Friends. That did it. From nine years ago came swimming the shape of Polly’s once-dear friend Nina. Fat, silly Nina. Granny used to call Nina a ripe banana. And Polly was so attached to Nina that Granny had agreed to have Nina along with Polly, that first time Polly came to stay with Granny. That would be back around the time there was first a question of divorce between Polly’s parents. Back too to when Polly’s favourite reading was a fat book called
Heroes
that had once been Granny’s.
At that, Polly raised her head. “The funeral!” she said.
In those days people who did not know Polly might have thought she chose Nina as a friend to set herself off by comparison. Nina was a big, fat girl with short, frizzy hair, glasses, and a loud giggle. Polly, on the other hand, was an extremely pretty little girl, and probably the prettiest thing about her was her mass of long, fine, fair hair. In fact, Polly admired and envied Nina desperately, both Nina’s looks and her bold, madcap disposition. Polly, at that time, was trying to eat a packet of biscuits every day in order to get fat like Nina. And she spent diligent hours squashing and pressing at her eyes in hopes either of making herself need glasses too, or at least of giving her eyes the fat, pink, staring look that Nina’s had when Nina took off her glasses. She cried when Mum refused to cut her hair short like Nina’s. She hated her hair. The first morning they were at Granny’s, she took pleasure in forgetting to brush it.

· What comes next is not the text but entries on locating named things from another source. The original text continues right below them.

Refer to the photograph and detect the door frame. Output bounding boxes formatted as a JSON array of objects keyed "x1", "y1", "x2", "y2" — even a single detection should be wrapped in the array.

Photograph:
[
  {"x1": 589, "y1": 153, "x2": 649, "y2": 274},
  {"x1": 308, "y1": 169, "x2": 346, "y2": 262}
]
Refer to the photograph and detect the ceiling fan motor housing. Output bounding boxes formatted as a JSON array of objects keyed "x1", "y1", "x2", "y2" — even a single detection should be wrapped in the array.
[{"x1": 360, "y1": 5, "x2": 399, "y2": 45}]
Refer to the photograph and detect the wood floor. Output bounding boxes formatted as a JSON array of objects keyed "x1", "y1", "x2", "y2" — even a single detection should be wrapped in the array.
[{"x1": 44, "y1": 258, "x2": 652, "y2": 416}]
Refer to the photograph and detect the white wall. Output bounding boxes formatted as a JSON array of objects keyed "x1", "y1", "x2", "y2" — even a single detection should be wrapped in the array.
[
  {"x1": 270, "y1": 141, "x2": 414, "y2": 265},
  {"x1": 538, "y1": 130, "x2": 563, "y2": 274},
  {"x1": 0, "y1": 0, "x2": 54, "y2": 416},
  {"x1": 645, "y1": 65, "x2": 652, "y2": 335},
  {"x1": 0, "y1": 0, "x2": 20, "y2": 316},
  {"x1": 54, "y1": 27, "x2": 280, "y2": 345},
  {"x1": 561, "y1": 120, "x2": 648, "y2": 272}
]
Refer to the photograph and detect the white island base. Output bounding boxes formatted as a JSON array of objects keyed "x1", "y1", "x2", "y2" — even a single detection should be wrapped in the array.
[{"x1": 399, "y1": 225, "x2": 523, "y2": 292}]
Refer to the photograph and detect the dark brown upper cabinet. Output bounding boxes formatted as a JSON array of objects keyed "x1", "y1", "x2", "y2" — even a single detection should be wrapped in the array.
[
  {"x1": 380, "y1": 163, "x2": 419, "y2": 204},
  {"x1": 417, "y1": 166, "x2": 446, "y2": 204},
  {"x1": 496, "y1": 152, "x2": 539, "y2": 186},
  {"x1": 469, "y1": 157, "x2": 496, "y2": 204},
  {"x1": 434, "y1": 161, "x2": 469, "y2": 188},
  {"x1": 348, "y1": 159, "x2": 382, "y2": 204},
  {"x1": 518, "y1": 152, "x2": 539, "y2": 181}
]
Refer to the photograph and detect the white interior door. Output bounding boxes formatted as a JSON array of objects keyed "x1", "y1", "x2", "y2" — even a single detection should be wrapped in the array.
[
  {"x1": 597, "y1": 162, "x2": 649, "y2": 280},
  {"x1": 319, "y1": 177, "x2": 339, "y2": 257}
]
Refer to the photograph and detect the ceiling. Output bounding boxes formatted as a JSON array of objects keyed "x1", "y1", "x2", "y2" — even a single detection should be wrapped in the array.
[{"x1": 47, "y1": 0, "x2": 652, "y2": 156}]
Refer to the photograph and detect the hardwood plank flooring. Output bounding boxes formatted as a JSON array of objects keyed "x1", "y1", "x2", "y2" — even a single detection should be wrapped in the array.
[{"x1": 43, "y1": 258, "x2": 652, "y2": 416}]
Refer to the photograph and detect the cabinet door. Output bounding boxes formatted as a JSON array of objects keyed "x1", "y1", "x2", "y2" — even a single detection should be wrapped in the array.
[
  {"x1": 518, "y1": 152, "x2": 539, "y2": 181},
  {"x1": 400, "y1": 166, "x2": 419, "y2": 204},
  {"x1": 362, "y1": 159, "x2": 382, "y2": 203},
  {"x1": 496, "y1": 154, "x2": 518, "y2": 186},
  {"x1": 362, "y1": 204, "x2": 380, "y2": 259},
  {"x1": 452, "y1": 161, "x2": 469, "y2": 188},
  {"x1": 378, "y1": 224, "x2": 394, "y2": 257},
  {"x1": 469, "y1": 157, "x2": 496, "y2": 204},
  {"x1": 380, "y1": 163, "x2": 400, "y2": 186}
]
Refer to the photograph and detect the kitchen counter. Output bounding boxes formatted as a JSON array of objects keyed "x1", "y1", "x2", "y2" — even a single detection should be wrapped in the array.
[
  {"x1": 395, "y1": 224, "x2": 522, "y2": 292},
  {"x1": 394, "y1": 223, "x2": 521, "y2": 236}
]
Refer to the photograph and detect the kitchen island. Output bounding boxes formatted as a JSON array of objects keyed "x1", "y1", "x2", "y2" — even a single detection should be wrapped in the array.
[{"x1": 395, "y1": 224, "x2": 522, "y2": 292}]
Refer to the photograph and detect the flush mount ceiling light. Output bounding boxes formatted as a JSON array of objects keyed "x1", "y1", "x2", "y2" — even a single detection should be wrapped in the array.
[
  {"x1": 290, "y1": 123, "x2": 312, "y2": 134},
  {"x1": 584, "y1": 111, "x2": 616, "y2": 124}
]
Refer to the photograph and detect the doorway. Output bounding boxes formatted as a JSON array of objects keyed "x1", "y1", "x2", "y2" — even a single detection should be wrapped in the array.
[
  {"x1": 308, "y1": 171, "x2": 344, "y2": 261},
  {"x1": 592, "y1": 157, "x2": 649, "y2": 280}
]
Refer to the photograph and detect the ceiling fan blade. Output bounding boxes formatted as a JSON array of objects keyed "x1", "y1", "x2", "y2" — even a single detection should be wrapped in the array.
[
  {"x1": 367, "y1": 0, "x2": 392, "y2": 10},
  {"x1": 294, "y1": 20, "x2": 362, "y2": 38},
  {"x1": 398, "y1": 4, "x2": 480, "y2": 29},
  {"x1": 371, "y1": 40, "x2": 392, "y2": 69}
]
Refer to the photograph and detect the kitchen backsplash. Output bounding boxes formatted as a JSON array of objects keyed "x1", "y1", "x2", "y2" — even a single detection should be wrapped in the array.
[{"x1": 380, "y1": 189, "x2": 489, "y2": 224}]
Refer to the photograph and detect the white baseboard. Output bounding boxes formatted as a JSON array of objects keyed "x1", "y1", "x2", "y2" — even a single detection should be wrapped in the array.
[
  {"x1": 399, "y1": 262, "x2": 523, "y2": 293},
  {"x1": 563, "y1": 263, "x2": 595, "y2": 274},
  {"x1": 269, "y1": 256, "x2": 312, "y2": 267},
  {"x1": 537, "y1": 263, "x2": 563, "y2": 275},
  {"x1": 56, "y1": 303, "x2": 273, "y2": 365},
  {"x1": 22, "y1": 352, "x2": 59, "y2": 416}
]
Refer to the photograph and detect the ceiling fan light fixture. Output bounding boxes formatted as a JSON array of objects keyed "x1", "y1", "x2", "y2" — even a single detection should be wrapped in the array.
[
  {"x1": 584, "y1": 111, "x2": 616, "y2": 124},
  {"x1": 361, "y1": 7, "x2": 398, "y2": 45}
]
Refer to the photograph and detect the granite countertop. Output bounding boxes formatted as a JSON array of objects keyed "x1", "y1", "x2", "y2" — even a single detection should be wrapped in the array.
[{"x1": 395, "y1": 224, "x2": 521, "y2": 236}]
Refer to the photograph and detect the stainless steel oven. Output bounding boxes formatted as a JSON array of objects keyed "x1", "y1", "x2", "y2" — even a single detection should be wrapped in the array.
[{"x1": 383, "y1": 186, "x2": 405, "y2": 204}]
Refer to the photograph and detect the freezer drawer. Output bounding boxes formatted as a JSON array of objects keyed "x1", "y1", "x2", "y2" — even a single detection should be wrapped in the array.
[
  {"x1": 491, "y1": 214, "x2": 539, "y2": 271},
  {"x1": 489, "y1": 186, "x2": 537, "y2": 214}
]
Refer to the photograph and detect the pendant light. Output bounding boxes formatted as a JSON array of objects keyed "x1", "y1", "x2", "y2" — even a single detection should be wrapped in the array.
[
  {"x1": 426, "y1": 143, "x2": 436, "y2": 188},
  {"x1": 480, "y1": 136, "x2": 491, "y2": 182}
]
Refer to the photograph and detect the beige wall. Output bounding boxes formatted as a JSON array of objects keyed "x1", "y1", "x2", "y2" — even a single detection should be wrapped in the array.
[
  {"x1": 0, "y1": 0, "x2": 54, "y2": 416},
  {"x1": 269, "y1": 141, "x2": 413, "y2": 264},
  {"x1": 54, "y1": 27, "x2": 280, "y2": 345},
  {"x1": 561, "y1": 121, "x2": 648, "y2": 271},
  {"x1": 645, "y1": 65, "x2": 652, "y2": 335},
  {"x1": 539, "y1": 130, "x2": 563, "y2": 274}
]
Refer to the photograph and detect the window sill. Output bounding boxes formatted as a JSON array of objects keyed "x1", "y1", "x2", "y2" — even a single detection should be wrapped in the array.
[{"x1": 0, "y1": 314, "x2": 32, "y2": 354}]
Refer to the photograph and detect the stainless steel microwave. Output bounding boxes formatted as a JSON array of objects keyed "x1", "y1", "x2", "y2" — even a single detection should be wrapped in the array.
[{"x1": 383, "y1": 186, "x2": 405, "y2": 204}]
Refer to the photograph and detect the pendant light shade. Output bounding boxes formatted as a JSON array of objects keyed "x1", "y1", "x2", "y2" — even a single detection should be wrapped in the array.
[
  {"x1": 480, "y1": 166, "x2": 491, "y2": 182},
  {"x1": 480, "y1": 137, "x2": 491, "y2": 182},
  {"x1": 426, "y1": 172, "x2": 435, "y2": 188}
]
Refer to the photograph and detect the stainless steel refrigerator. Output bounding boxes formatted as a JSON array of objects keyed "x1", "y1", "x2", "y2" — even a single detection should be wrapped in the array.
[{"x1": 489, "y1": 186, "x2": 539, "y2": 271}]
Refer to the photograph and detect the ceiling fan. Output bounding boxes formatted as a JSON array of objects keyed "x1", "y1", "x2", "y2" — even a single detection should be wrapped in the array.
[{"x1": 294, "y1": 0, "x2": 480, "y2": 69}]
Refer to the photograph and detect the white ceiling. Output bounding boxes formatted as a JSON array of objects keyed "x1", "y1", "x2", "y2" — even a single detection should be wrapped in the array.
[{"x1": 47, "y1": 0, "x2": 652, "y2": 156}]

It was not hard to forget. Polly and Nina had been awake half the night in Granny’s spare room, talking and laughing. They were wildly excited. And it was such a relief to Polly to be away from the whispered quarrelling at home, and the hard, false silences whenever Mum and Dad noticed Polly was near. They did not seem to realise that Polly knew a quarrel when she heard one, just like anyone does. Granny was a relief because she was calm. Nina’s wild, silly jokes were even more of a relief, even if Polly was hardly awake the next morning. The whole first day at Granny’s was like a dream to Polly.
It was a windy day in autumn. In Granny’s garden the leaves whirled down. Nina and Polly raced about, catching them. Every leaf you caught, Nina shrieked, meant one happy day. Polly only caught seven. Nina caught thirty-five.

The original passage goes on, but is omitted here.